PE Handling (again :-)

1 - There are places that PE processing must be disabled, which are not
    identified in the XML specification.  James Clark suggested to me
    that these places are:  "PIs, comments, SystemLiterals and PubidLiterals
    in the DTD" which seems appropriate.  Without such a clarification:

	* The XML spec can't be validated since the <!-- ... %foo; -->
	  comments WFC violations when they can't be expanded.

	* Public IDs (at least in the external subset) can only with
 	  much awkwardness hold the '%' character -- since it'd normally
	  flag a PE ref, a public ID like "-//fooCorp//DTD 80% done//EN"
	  would be reported as a fatal violation of PE reference syntax.

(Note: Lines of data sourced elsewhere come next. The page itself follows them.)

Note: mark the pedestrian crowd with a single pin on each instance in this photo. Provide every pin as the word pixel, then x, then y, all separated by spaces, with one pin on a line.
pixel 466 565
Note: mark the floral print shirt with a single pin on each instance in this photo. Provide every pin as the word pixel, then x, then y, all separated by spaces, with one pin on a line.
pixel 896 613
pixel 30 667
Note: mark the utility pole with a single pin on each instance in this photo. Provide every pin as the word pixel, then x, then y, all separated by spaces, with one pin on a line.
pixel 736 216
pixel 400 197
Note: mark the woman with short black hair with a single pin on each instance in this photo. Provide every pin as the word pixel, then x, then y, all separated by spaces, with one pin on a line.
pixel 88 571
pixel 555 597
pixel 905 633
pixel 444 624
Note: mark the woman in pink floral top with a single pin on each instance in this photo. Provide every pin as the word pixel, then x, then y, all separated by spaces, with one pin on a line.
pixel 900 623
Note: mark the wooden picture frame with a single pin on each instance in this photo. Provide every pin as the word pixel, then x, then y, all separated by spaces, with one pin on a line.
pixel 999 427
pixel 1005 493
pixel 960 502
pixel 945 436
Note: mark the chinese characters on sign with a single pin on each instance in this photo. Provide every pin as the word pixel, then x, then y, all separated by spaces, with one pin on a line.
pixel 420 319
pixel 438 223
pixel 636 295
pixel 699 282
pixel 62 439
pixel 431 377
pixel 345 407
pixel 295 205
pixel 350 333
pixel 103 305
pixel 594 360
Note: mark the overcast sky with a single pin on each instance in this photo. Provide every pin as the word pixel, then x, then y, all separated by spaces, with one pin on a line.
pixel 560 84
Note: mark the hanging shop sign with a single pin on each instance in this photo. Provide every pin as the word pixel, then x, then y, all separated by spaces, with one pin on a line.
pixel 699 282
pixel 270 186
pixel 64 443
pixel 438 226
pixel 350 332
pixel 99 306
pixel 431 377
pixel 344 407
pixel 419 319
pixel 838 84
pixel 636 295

    Probably the best fix to the spec is to modify the description for
    each of those entities to say that PE expansion is not done within
    those constructs, and modify the text in 2.8 (right before the first
    VC) to comment that some productions preclude internal PE expansion
    beyond that in the grammar.

2 - There is ambiguity with respect to treatment of PE ref syntax
    within the internal DTD subset in the context of an attribute
    or entity value.  Section 4.4 doesn't cover this case, since
    (in particular) the text for the "PE, Occurs as Attribute Value"
    only talks about the "Outside the DTD" case.

    Meanwhile, back at the "PEs in Internal Subset" WFC, it seems
    this case is quite explicitly covered, and not according to the
    way that might be implied by the "Not Recognized" label  in 4.4
    (whose description clearly does not cover the "within DTD" case).
    It says those references are not allowed. (vs "not recognized").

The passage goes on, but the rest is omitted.